Epilepsy is a common neurological disease with serious consequences for the health and quality of life of patients. Pharmacoresistant epilepsy, diagnosed at an early age, significantly disrupts the normal development of a child and leads to significant cognitive and mental abnormalities, therefore, the study of the mechanisms of epilepsy development at an early age remains a priority task in the field of epileptology and neurobiology. One of the common causes of childhood epilepsy is cortical malformations, including focal cortical dysplasia (FCD).

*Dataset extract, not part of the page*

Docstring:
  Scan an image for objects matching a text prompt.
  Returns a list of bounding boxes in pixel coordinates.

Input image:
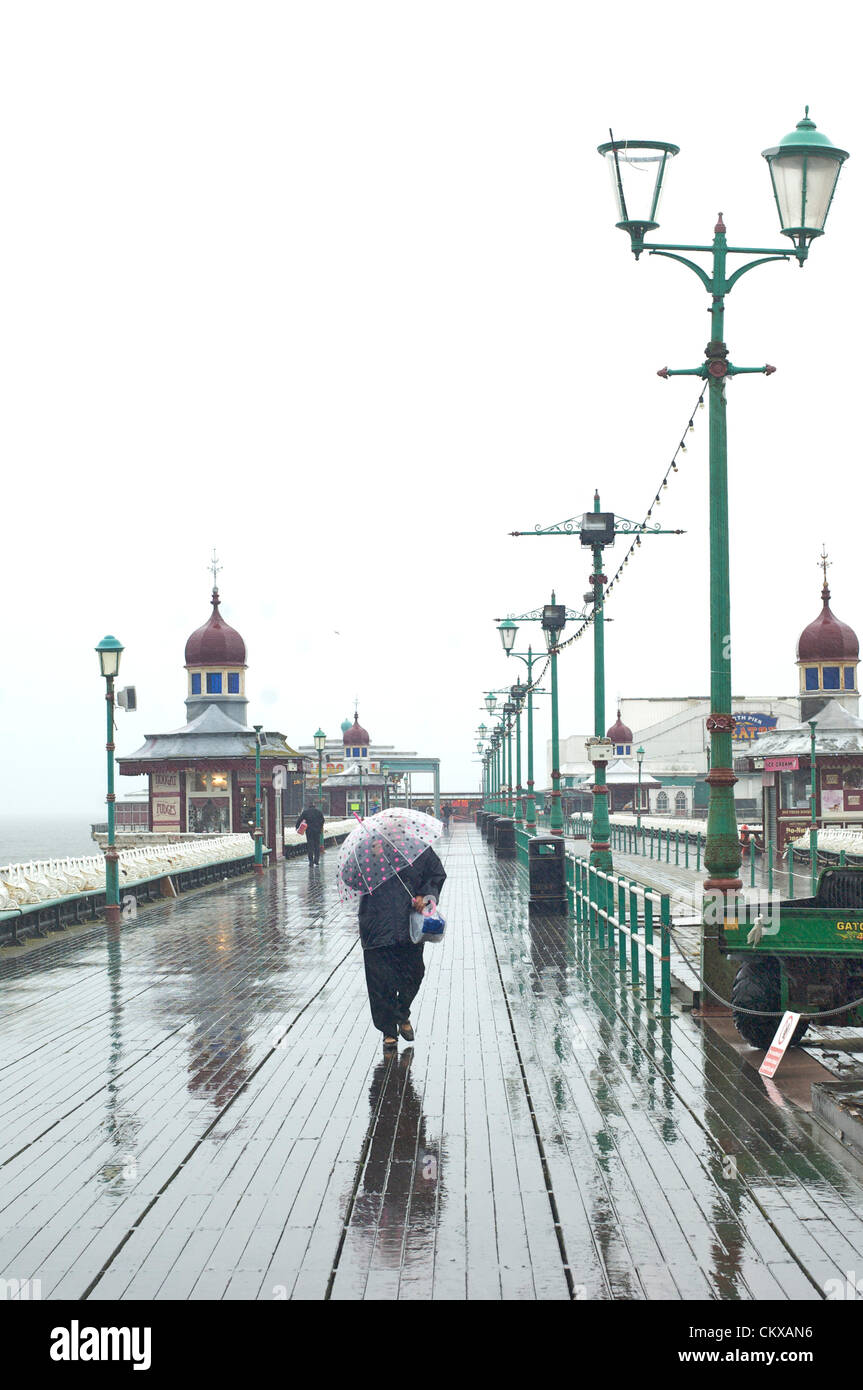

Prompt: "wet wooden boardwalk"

This study focuses on the experimental creation of FCD in rats by freezing a section of the cerebral cortex on the first day of their life and provoking febrile seizures (FS) on the 10th day of life. The novelty and uniqueness of this approach lies in the fact that it is precisely this complex two-impact effect on the developing brain that is highly likely to trigger the process of epileptogenesis. To better understand the mechanisms of epileptogenesis and the role of FCD in this process, we will compare a number of indicators in 4 groups of animals, namely in 1) control; 2) group with FCD; 3) group with FS; 4) group with FCD and FS. First, morphological changes occurring in the area of PCD will be analyzed, including changes in the ratio of neurons to glial cells, as well as various subtypes of excitatory and inhibitory neurons. Secondly, the effect of experimental PKD and FS on the expression level of synaptic receptors and other target genes involved in epileptogenesis will be studied: genes of pro-inflammatory cytokines IL-1b and TNF-α, glutamate transporters EAAT1 and EAAT2. Thirdly, we will study the electrophysiological features of neurons and changes in synaptic plasticity in in vitro models on slices obtained from the brains of model rats, and in vivo we will analyze convulsive readiness, register EEG and study changes in the behavior of these animals using cognitive tests. In addition, we will analyze the morphological features of brain tissue obtained during surgical operations in the treatment of children with pharmacoresistant epilepsy and compare them with those observed in experimental groups of animals. We believe that this study will help expand our knowledge of the pathophysiology of epilepsy and the effect of FCD on various aspects of brain activity and create fundamental prerequisites for the development of new treatment strategies for epilepsy.